Ghana-born Yaa Gyasi is the author of "Transcendent Kingdom." Credit: Peter Hurley

Yaa Gyasi's 2016 debut, "Homegoing," was a critical and commercial success. Her second novel, "Transcendent Kingdom" (Knopf, 288 pp., $27.95), focuses on Gifty, a woman born in the U.S. to Ghanaian immigrants. Gifty's childhood revolves around church; in adulthood, she focuses on scientific research.

Gyasi talked about the tension between faith and science, depicting depression and anti-racism writing.

The tension between science and religious faith is one of the novel's central conflicts. We're living through a period of backlash against science. Did that affect your approach?

A: I suppose if it affected the writing, it was in the understanding that science and culture are inextricable, not least of all because scientists are people who are shaped by their own circumstances and cultures. Those cultures influence what a scientist might notice, the questions she might ask.

This is just one of the many reasons that it's a huge problem that there is a dearth of Black people in STEM, a dearth of women in STEM. It limits the scope of interrogation, narrows the lens. … I think the backlash that we're currently seeing is partly distrust, wherein the distrust is a reaction to an inept, corrupt, confusing or otherwise harmful government, and it's also partly an example of American individualism taken to its worst extreme — the idea that we don't owe anyone anything, when in fact, in the interest of public health, we owe each other quite a bit.

Gifty must navigate her mother's severe depression, which leaves her unable to get out of bed. How did you manage to make inertia compelling?

The first chapter ends with the line, "But my mother, in her bed, infinitely still, was wild inside," and I think using this line as a kind of guide allowed me to combat the inertia that might otherwise be inherent to having a character confined to bed.

Gifty's mother is suffering from depression, but she, as a fully embodied human being like anyone else, is compelling, lively, complicated, real.
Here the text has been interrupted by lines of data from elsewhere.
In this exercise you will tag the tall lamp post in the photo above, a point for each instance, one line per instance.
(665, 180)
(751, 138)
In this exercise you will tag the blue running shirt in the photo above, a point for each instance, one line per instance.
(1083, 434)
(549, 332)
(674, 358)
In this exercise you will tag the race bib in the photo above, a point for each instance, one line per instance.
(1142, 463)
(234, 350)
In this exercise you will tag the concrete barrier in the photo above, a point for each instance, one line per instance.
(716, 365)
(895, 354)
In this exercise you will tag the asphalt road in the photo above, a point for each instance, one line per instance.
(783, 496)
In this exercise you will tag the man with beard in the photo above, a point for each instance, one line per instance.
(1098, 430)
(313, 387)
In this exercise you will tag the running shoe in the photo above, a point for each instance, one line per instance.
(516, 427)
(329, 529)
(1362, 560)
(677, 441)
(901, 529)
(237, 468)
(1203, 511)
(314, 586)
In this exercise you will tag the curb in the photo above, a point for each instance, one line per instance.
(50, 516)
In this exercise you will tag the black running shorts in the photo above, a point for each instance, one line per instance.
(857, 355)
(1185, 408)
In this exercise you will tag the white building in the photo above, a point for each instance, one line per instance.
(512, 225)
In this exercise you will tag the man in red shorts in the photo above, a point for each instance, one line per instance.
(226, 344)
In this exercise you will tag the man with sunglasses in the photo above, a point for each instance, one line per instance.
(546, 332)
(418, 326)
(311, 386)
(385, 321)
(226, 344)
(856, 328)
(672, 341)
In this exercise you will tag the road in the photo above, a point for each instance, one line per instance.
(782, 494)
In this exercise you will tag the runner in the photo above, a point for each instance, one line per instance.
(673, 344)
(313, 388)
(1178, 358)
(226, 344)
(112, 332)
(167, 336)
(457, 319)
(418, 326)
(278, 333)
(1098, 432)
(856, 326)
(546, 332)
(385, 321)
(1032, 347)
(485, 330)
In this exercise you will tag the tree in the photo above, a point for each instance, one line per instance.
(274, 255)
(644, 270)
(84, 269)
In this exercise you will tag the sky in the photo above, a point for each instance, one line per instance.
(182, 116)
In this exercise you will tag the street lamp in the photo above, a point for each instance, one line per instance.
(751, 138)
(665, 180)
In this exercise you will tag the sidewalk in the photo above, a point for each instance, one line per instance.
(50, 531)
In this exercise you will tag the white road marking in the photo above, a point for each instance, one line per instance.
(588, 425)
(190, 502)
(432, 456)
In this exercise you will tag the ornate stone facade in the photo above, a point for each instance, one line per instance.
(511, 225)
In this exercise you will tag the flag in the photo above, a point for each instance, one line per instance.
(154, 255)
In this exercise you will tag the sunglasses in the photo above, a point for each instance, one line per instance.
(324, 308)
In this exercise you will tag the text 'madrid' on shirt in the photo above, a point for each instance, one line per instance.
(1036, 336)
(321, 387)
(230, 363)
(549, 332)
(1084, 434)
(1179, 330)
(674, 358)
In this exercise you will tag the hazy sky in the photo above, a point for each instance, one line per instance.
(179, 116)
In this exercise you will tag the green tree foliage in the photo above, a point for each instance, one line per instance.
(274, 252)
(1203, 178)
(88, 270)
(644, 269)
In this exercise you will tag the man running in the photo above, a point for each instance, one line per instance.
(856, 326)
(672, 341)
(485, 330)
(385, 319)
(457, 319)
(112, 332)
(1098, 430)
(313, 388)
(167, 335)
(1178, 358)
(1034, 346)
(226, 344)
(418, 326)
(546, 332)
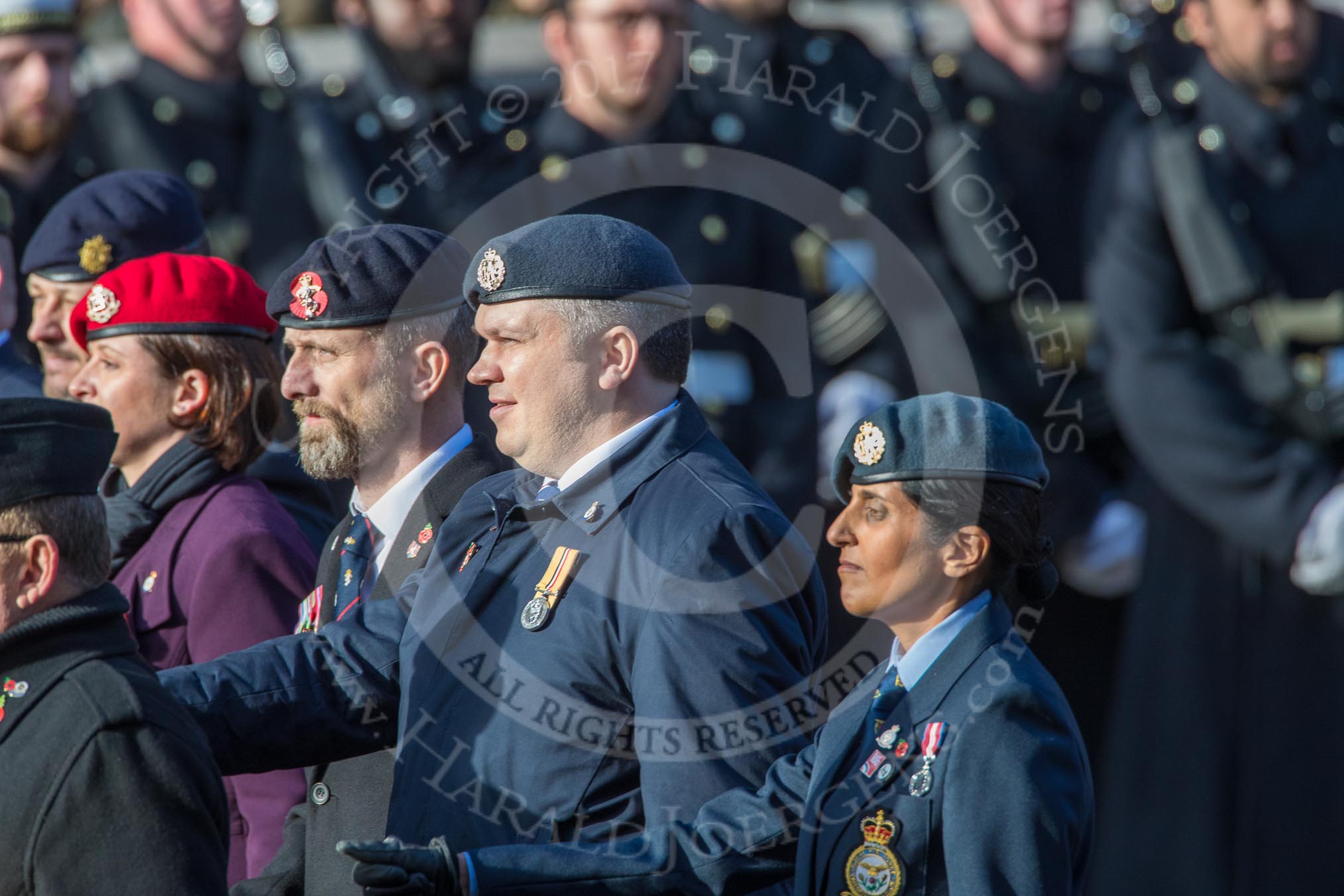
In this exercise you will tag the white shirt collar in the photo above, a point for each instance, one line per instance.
(602, 452)
(389, 512)
(911, 664)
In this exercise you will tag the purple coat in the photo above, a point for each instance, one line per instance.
(225, 570)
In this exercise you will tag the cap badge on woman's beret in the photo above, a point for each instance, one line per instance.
(96, 256)
(103, 304)
(869, 443)
(309, 297)
(491, 272)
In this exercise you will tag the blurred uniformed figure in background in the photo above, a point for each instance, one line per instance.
(1215, 274)
(38, 47)
(1013, 128)
(187, 109)
(109, 785)
(410, 140)
(618, 64)
(18, 378)
(103, 223)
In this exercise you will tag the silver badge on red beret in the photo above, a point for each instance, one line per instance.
(103, 304)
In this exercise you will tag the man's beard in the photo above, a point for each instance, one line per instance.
(32, 137)
(343, 451)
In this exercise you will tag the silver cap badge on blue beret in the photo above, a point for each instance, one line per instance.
(491, 272)
(869, 443)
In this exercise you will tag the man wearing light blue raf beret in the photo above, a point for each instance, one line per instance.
(953, 769)
(602, 640)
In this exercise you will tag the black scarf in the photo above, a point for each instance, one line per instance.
(133, 514)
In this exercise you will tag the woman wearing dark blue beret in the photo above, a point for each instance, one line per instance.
(953, 769)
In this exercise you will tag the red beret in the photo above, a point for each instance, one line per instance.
(171, 293)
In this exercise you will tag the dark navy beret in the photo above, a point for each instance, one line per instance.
(575, 257)
(111, 221)
(53, 448)
(370, 276)
(938, 437)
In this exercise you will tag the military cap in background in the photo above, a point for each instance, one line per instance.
(53, 448)
(370, 276)
(27, 17)
(940, 437)
(171, 293)
(111, 221)
(577, 257)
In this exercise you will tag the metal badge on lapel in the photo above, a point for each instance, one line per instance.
(538, 610)
(889, 736)
(923, 781)
(11, 689)
(873, 869)
(308, 612)
(467, 558)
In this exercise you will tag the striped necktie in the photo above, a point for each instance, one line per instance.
(355, 551)
(883, 702)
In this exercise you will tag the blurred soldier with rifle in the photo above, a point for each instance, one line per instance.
(1013, 128)
(1214, 272)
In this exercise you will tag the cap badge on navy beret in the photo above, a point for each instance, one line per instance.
(309, 296)
(96, 256)
(103, 304)
(491, 272)
(869, 443)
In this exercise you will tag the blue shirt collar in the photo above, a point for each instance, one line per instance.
(911, 664)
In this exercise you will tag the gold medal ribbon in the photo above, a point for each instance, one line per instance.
(557, 575)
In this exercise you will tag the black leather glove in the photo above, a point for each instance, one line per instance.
(392, 868)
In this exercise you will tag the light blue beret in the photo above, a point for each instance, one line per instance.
(938, 437)
(575, 257)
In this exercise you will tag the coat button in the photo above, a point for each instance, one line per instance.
(320, 794)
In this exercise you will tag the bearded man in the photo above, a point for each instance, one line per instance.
(378, 358)
(38, 48)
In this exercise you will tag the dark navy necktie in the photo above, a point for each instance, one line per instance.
(883, 702)
(355, 551)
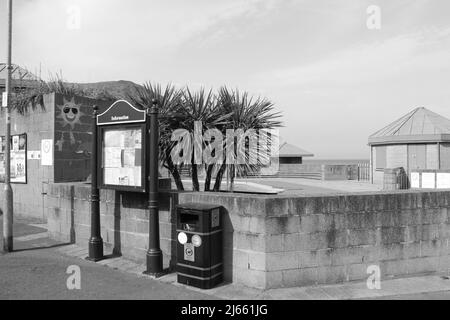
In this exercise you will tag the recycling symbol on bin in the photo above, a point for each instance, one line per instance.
(189, 252)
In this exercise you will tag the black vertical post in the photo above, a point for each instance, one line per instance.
(96, 241)
(154, 253)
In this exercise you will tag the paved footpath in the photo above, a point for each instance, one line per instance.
(37, 270)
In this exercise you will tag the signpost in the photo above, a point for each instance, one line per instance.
(95, 241)
(125, 158)
(122, 142)
(8, 208)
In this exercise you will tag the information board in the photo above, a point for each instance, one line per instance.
(122, 157)
(18, 145)
(122, 146)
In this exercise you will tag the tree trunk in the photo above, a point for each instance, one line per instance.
(195, 184)
(219, 177)
(175, 174)
(209, 170)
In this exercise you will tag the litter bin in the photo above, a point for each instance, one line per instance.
(199, 245)
(395, 179)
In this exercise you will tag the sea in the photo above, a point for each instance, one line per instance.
(336, 161)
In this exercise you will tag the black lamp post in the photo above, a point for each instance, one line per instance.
(154, 253)
(96, 241)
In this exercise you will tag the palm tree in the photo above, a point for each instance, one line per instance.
(253, 116)
(170, 116)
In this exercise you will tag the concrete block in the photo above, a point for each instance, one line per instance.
(250, 278)
(250, 241)
(274, 279)
(256, 261)
(412, 250)
(357, 271)
(282, 225)
(257, 225)
(358, 237)
(391, 235)
(277, 261)
(352, 255)
(299, 277)
(308, 259)
(240, 259)
(432, 248)
(393, 251)
(423, 265)
(292, 242)
(331, 274)
(394, 268)
(274, 243)
(361, 220)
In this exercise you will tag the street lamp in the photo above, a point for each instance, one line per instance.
(8, 210)
(154, 253)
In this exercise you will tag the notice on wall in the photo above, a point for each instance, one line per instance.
(443, 180)
(122, 151)
(415, 180)
(34, 155)
(428, 180)
(18, 156)
(47, 152)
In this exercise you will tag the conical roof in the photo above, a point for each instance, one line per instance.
(420, 125)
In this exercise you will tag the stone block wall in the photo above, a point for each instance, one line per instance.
(279, 241)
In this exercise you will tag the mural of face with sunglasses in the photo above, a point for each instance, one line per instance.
(70, 113)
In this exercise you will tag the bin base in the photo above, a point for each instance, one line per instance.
(198, 282)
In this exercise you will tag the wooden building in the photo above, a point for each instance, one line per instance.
(418, 140)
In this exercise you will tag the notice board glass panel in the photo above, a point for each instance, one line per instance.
(122, 157)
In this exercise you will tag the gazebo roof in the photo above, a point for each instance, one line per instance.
(419, 126)
(289, 150)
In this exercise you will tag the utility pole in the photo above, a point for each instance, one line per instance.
(154, 253)
(8, 209)
(96, 241)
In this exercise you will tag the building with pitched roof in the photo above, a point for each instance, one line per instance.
(417, 141)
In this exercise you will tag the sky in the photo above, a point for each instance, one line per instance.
(334, 77)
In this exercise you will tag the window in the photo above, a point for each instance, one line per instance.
(380, 153)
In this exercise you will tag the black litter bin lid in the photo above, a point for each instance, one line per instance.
(198, 206)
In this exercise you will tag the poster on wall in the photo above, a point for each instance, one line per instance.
(47, 152)
(122, 157)
(18, 145)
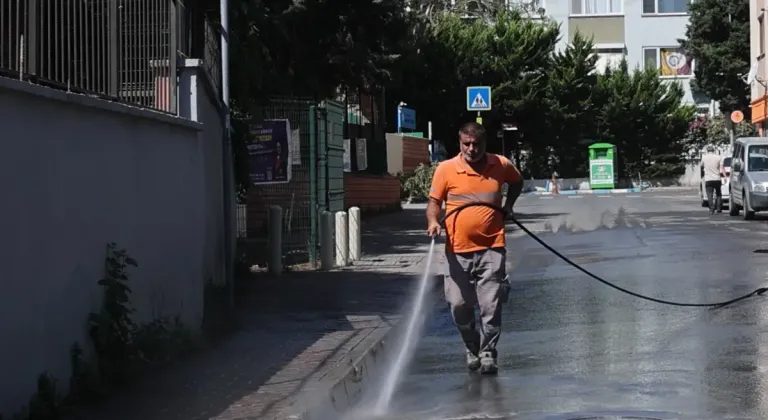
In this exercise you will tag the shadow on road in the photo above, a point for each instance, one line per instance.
(405, 232)
(287, 329)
For me, every scene where she appears is full of propulsive energy. We get to see her through Gifty, and she is fierce, formidable, strong-willed — anything but inert.

Nonfiction anti-racism books by authors such as Ijeoma Oluo and Ibram X. Kendi have been in high demand. How do you view the novelist's role in exploring racism?

Novels are no substitute for real life, and characters in novels are no substitute for real people. I doubt that reading "Homegoing," a novel that, among other things, attempts to examine how racism became institutionalized, has done anything to change the individual and collective actions that perpetuate institutionalized racism. …

I think the novelist's only role is to write her novel. Inherent in that is the inclusion of the environment, but the environment, the racism, is simply a fact, happening all the time.

This book deals with painful issues: mental illness, addiction, racism, immigrants' isolation, difficulties women face in STEM [science, technology, engineering and mathematics] fields. Was it heavy to write?

The research is definitely heavy, as reading about the painful experiences of real people so often is. But writing, for me, is so intimate and not out-of-body, but rather so deeply burrowed into the body that I lose my sense of everything else, including myself. I can't characterize it as heavy or light or anything else. It's just intimate.

Of her research, Gifty says, "The ending, the answer, is never the hard part. The hard part is trying to figure out what the question is, trying to ask something interesting enough, different enough from what has been asked, trying to make it all matter." How does that compare to your writing process?

I think of writing as a form of asking questions, and I often find that I'm turned off by writing that presumes to have all the answers or that comes from a place of certainty. So I suppose that I would say that in my writing practice, the answer is never the hard part, mostly because I never feel like I have the answers. And when I do feel like I have the answers, like I know exactly what I want to say, it usually means that what I'm working on isn't very good, and I'll end up tossing it.